# Kentucky West Virginia Ice and Snow



## Acmemechanic (Aug 27, 2005)

I Had to run to West Virginia Because My Sister Had Suffered That Ice Storm and was left with NO Power On Her Farm and I Had a Generator That was needed.Well Halfway Thru My Day she Called Back To tell Me 2 150' tall Red Oaks Came down With the Ice.
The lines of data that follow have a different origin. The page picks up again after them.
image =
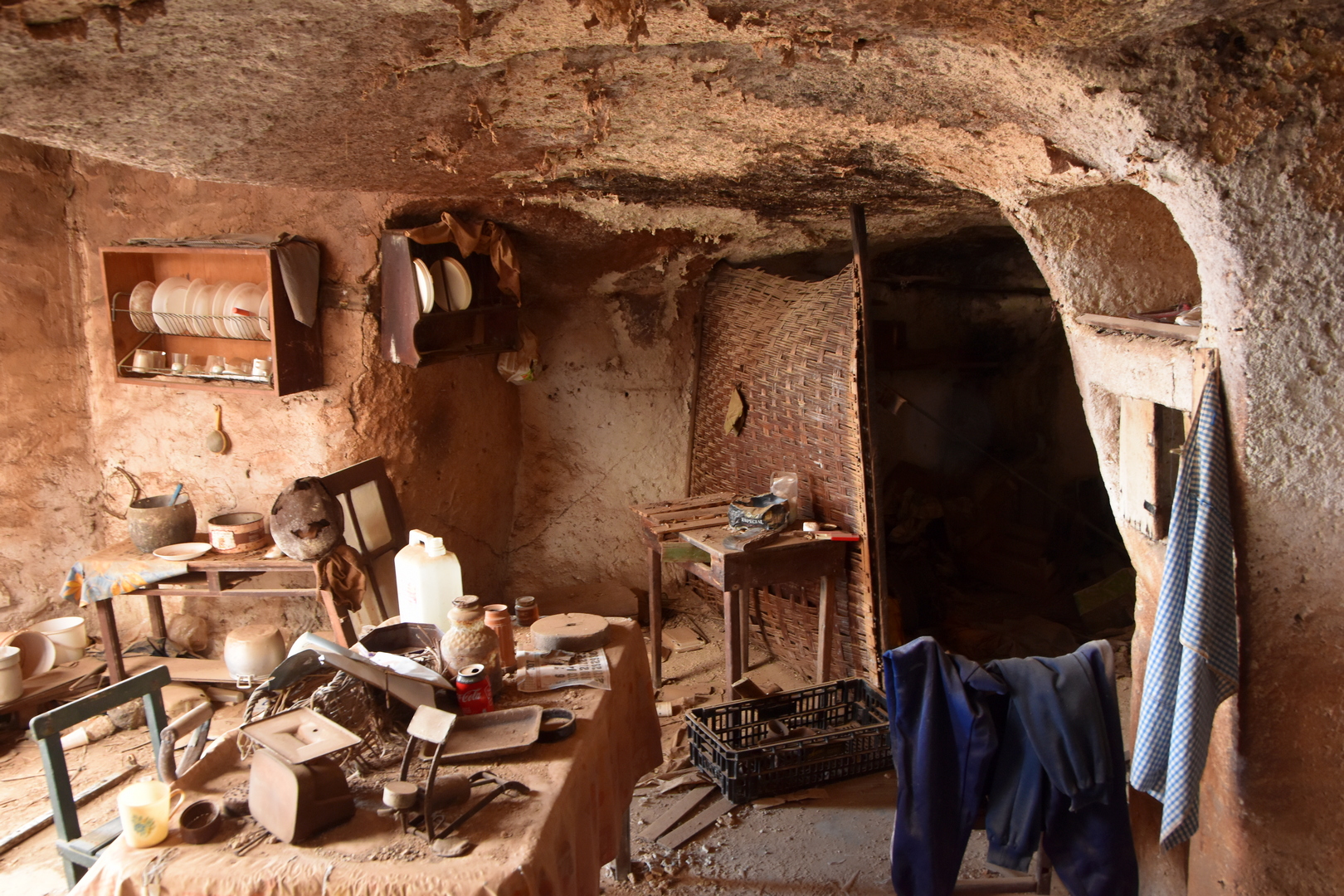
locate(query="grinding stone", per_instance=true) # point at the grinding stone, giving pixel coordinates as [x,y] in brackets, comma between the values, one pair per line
[572,631]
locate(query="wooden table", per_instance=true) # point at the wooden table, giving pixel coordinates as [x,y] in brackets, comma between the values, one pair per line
[691,533]
[553,841]
[795,557]
[212,575]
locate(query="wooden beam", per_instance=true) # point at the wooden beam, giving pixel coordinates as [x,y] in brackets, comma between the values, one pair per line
[1142,328]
One Right on the House and Would I be Kind Enough to Bring along My Chainsaws as well.Well As I am Cutting Those Trees About 5 or 6' of Snow Falls.Nobodys Got a Plow.A Few Farm Tractors and Backhoes Is all That They Have to Do The Commercial Lots and Driveways.Not a Sander to be Seen.If I would have loaded a Sander and Hung My Blade I might not of Had to work all Summer.6" to 8" with GLARE ICE under it and Not a Ice Control Truck To Be Seen.Now I gotta Ride Back The 15 Hours and be Ready to Do My Accounts.Woo Hoo Bring it On Plowing Snow is The Closest Thing To Printing $$$ I Know.payuppayup


----------



## cornbinder (Oct 16, 2005)

you've got to be kidding me. your one hell of a good brother!!


----------